There is no race between English vs. Language. We too have language newspapers in our portfolio. In many cases, you may find the same household subscribing to both a language and English newspaper especially in urban markets. Language papers have a faster adoption in semi urban and smaller towns. English is seen as an important language to learn when people move to urban cities to work and take to reading the English newspaper. It is seen as somewhat aspirational.
How does a marketer know when to choose English and national or vernacular and regional?
Most brands should look at both unless they are specifically looking at a local market. Then it comes down to factors like budget, target households, product etc. But largely, it is always a mix of both.
Is the magazine dead?
If you look at the magazines that have been held dear, be it auto, music or even films, these were probably the only source of information for readers. Today, people can follow their favourite stars on social media and get access to information quicker than newspapers or any other medium.

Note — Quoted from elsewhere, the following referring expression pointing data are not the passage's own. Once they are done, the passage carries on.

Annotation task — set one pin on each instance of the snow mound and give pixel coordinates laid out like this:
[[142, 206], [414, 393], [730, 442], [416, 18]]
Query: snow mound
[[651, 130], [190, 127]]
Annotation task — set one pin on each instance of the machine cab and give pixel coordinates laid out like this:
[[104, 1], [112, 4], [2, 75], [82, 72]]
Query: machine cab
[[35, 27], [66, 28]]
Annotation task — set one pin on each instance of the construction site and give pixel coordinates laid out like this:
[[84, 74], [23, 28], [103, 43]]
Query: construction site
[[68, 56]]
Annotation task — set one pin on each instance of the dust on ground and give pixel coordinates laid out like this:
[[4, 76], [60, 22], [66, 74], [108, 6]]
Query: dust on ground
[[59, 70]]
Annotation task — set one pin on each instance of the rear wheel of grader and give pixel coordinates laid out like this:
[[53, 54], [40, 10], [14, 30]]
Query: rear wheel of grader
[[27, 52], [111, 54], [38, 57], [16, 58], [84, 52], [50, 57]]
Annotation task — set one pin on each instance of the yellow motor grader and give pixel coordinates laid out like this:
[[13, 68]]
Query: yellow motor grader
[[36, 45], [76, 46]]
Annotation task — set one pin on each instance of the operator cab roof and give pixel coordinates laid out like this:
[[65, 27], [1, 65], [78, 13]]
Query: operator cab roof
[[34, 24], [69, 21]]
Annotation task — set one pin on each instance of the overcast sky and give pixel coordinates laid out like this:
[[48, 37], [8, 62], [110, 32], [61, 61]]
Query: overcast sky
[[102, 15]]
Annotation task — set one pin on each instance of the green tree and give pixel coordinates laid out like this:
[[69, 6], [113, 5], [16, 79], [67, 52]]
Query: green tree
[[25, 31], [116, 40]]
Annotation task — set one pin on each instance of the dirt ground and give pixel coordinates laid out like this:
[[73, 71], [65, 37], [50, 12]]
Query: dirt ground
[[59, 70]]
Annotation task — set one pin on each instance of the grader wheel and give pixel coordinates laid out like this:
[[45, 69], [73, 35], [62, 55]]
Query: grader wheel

Magazines, unless they are extremely niche or are highly technical, are really not relevant. Unfortunately, at some point in time, magazines failed to rediscover themselves.
How optimistic are you about the medium in the immediate future?
We are super optimistic, especially after closing last year on a huge high. It has been a positive start this year. We are seeing a lot of pent-up demand in the market with multiple categories and sectors coming alive. Our festive period has started.
It is going to be an optimistic run and we are looking forward to beating last year’s numbers and going back to pre-pandemic levels.
There is power in print. No other medium offers the kind of immediacy and impact that one seeks in today’s highly cluttered market. Print remains one of the least cluttered mediums. The engagement in the medium with the brand message is richer.
Today, it is all about creating conversations for your brand and I love this phrase “print-led viral conversations”. When you do great creative work, irrespective of the medium, it will get talked about. The objective for marketers should be to create interesting conversations. Print can trigger those conversations first thing in the morning and take you through the day.